What is it about cinema that permits us, or encourages us, to want to reimagine and relive these traumatic experiences, over and over again as a form of pleasure?
Alice: Actually, I spoke a lot about this with my psychiatrist. I feel like I always have these psychiatrists [to whom] I ask questions, because so many of my films are about PTSD or hysteria. I keep talking to them from film to film, and they become really close friends. One of them—a Swiss psychiatrist I met when I was writing Augustine—told me it was part of the resilience process. That’s why there are so many films that suddenly come out five years after traumatic events. Having these fictions around them is part of the process of resilience. Because, after a traumatic event, there is just the shock: There is no image, no sound. It is just a black hole.

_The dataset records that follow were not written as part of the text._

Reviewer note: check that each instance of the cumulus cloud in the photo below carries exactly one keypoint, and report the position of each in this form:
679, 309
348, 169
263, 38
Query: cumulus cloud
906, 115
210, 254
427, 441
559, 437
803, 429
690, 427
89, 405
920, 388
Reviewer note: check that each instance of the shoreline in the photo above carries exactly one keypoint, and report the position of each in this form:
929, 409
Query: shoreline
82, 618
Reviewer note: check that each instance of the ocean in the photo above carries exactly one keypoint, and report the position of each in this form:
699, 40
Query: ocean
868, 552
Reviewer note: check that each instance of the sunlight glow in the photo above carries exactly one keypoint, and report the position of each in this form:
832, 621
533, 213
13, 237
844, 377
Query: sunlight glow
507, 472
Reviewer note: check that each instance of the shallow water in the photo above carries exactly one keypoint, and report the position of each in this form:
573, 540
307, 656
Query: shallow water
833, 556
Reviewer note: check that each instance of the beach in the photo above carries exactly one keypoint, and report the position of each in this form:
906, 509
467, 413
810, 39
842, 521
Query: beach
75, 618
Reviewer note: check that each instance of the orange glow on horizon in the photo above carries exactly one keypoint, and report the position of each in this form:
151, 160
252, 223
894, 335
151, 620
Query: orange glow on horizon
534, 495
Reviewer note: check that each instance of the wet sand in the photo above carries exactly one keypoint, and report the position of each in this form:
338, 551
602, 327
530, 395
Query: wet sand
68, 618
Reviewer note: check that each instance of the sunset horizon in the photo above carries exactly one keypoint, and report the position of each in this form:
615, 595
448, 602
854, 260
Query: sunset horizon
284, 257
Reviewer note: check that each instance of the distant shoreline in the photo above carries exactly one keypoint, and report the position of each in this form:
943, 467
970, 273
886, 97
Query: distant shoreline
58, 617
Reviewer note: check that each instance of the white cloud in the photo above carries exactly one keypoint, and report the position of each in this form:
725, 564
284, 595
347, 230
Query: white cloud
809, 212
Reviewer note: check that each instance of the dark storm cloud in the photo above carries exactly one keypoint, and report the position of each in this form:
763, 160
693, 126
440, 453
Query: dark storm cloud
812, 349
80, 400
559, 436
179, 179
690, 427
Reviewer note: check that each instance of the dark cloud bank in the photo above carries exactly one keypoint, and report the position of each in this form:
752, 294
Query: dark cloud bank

Erik: I also wanted to ask you about your decisions to cast Virginie Efira and Nastya Golubeva. With Nastya, I was particularly moved, knowing about the real-life deaths of her mother [actress Yekaterina Golubeva] and sister [actress Ina Marija Bartaité].
Alice: For Virginie, I had an important conversation with her at the beginning of the film. I told her that I wanted her to be a naked soul—to be less rather than more. Her body is like an alien to her after she is traumatized, which was really difficult to perform. And I asked her to wear very little makeup, no mascara, nothing to hide behind—to be really broken inside. She was in the state of mind of a post-traumatized woman. I think it was also difficult for her, and I admire her a lot for what she did. Sometimes, I think less is more difficult than more.
For Nastya, I had seen her at the very beginning of her father’s [director Leos Carax] movie Annette (2021), and I fell in love with her eyes. I knew her mother, because I [had] wanted to work with her in a film. I met [Nastya] at Cannes, because I was part of the jury when she was presenting Annette. And we became friends. I asked her if she wanted to make this movie. And she was afraid, because this was her first film; she was in her father’s movies, but they were not large parts. So, we worked a lot—every weekend for many months. I felt a bit like the character of Mia with Félicia; that she was like [my] daughter. I feel like she has something strong, like her innocence; she has something really pure and rare. And in the scene in which she is holding the hand of her friend in front of the TV, she knew it was something that I had lived. I told her my own story. And she told me before shooting, ‘I want to be true to that moment. Is it possible to come with a real friend of mine, and to hold a real hand, not the hand of an actor? Because I want this moment to be really true.’ I thought it was a beautiful way to think about the film—it was about holding hands.